Kaz Hirai: User Experience, Not Hardware, Will Turn Sony Around
Sony is to become a leaner, swifter, less regimented organization, new CEO and President Kaz Hirai has promised, cutting through the swathes of structure that have seen projects delayed and efforts duplicated. Freshly elevated this week, Hirai's first challenge was to weather the storm of a worse-than-expected fiscal Q3 2011 report; his next, the WSJ reports, is persuading the final stubborn hold-outs at Sony that "if we don't turn this around, we could be sitting in some serious trouble."

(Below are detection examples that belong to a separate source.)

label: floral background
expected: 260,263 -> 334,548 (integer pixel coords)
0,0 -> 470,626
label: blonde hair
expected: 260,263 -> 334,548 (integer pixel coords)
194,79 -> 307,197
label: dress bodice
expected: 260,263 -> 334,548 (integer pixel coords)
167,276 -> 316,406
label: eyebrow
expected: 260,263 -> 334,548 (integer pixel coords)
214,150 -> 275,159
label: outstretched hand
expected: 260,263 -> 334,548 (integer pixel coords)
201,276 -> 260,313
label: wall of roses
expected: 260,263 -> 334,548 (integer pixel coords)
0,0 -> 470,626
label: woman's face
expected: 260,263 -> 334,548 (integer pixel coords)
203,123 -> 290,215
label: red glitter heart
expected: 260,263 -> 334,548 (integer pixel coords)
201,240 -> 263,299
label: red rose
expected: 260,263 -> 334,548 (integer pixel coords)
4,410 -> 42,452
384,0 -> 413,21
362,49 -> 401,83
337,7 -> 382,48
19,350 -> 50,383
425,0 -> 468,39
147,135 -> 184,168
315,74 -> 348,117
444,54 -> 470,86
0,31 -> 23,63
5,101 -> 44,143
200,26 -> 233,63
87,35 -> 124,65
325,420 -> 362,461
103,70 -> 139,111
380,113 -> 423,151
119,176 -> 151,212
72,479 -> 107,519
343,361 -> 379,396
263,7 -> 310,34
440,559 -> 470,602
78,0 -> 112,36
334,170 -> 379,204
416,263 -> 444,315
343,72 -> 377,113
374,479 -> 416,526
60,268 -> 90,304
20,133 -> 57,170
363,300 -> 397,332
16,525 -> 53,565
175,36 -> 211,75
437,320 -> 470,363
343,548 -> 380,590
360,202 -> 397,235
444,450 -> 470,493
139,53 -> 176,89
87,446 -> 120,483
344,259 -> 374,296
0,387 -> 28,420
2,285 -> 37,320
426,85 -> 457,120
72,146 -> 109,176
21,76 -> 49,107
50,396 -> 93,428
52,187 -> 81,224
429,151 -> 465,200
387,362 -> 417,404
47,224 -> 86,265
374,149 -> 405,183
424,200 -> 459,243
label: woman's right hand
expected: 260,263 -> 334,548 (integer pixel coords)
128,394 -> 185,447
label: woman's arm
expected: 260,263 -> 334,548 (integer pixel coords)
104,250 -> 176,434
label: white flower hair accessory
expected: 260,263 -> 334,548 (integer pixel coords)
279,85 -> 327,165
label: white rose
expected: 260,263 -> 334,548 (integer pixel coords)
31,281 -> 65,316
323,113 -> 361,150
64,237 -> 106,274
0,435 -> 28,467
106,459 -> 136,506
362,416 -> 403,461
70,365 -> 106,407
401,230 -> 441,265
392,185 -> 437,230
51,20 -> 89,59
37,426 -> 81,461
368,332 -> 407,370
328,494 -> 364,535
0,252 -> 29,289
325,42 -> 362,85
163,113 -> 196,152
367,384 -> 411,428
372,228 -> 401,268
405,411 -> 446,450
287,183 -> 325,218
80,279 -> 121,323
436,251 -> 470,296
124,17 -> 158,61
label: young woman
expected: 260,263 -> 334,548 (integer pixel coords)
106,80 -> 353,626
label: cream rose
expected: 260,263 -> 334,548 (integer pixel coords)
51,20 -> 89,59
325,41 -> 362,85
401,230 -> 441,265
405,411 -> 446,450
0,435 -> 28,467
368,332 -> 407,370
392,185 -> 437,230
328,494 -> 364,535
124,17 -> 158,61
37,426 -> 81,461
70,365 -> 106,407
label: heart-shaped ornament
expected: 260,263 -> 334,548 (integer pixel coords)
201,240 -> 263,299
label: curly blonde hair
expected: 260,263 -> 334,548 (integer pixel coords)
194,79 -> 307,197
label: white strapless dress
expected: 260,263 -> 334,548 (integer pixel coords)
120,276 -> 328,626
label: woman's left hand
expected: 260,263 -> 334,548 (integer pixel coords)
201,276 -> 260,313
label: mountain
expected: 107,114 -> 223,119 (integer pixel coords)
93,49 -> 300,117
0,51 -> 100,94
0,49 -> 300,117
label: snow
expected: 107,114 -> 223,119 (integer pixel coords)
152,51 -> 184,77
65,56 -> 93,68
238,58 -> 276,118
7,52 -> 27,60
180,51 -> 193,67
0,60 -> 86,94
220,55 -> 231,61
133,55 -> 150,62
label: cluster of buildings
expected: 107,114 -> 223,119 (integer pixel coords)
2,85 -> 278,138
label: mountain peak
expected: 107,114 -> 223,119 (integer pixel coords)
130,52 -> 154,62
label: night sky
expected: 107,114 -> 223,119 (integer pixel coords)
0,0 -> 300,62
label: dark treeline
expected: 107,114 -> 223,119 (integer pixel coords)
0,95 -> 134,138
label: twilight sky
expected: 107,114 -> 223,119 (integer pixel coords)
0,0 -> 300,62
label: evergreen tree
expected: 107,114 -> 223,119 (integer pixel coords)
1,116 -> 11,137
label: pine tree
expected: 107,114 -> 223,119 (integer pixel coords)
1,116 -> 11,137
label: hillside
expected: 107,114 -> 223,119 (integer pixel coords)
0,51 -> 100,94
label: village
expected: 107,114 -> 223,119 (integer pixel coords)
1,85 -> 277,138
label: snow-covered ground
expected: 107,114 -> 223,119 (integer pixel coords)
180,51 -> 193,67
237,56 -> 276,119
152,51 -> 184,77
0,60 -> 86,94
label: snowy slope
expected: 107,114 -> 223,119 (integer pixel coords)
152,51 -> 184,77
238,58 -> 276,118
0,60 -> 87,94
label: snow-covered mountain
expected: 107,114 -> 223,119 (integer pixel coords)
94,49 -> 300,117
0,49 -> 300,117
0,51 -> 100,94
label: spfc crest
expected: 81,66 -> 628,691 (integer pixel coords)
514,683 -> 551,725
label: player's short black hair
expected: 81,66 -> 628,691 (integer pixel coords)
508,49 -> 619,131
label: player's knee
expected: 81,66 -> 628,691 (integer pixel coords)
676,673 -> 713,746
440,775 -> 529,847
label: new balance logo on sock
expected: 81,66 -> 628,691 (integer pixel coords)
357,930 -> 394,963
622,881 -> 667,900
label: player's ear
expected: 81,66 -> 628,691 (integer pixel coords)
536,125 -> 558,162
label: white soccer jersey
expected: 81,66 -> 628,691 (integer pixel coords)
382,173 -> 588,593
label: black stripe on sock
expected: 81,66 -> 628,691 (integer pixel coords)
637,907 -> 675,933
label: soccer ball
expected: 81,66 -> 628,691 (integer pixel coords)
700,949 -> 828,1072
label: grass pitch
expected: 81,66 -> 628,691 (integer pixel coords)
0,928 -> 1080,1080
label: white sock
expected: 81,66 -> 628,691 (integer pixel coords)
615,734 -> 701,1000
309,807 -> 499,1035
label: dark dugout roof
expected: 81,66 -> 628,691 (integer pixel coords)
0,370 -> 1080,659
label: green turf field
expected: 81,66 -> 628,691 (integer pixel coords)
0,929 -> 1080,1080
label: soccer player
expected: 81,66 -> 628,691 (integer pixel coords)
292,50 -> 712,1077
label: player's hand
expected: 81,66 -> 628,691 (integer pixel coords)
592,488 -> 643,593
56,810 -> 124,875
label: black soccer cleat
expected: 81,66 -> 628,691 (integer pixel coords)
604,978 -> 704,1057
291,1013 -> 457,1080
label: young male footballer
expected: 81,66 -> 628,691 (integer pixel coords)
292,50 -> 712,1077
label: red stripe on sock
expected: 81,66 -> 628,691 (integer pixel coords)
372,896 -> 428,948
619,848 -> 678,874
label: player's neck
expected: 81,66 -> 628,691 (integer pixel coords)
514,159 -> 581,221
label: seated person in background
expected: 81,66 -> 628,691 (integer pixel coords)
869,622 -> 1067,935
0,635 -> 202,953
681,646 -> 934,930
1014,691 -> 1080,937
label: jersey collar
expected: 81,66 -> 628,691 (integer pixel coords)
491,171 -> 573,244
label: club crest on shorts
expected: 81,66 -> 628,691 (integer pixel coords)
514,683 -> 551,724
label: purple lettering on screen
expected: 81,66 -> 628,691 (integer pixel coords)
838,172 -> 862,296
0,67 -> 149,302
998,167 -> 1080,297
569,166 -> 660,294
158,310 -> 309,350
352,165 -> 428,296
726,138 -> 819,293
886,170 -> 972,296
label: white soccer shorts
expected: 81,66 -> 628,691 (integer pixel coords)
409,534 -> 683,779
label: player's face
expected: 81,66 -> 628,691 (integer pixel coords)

Hirai says that corporate structure is what has kept Sony from capitalizing on product innovations, and in fact has kept the company trapped in the past. "We really need to buckle down and be realistic," he told the newspaper. "I don't think everybody is on board, but I think people are coming around to the idea."
To deliver on that, Hirai will use the same strategy that worked so well in Sony's gaming division. The exec turned the PlayStation around from $2bn losses to profit in just four years, though mediocre sales of the PS3 had a detrimental effect on fiscal Q3 2011 results.
"I thought turning around the PlayStation business was going to be the toughest challenge of my career, but I guess not. It's one issue after another. I feel like 'Holy s—, now what?" Kazuo Hirai, CEO and President, Sony
"User experience" not just solid hardware is the way forward for Sony, the new CEO believes. His predecessor, Howard Stringer – who will take position as chair of the Sony board later this year – set out plans for a "four screen" strategy last year, integrating TV, PC, tablet and smartphone in an overall ecosystem; however, that means Hirai has to persuade would-be customers to buy not just one Sony device, but four of them.
"We can't just continue to be a great purveyor of hardware products," Hirai concludes, "even though some people expect us to do that."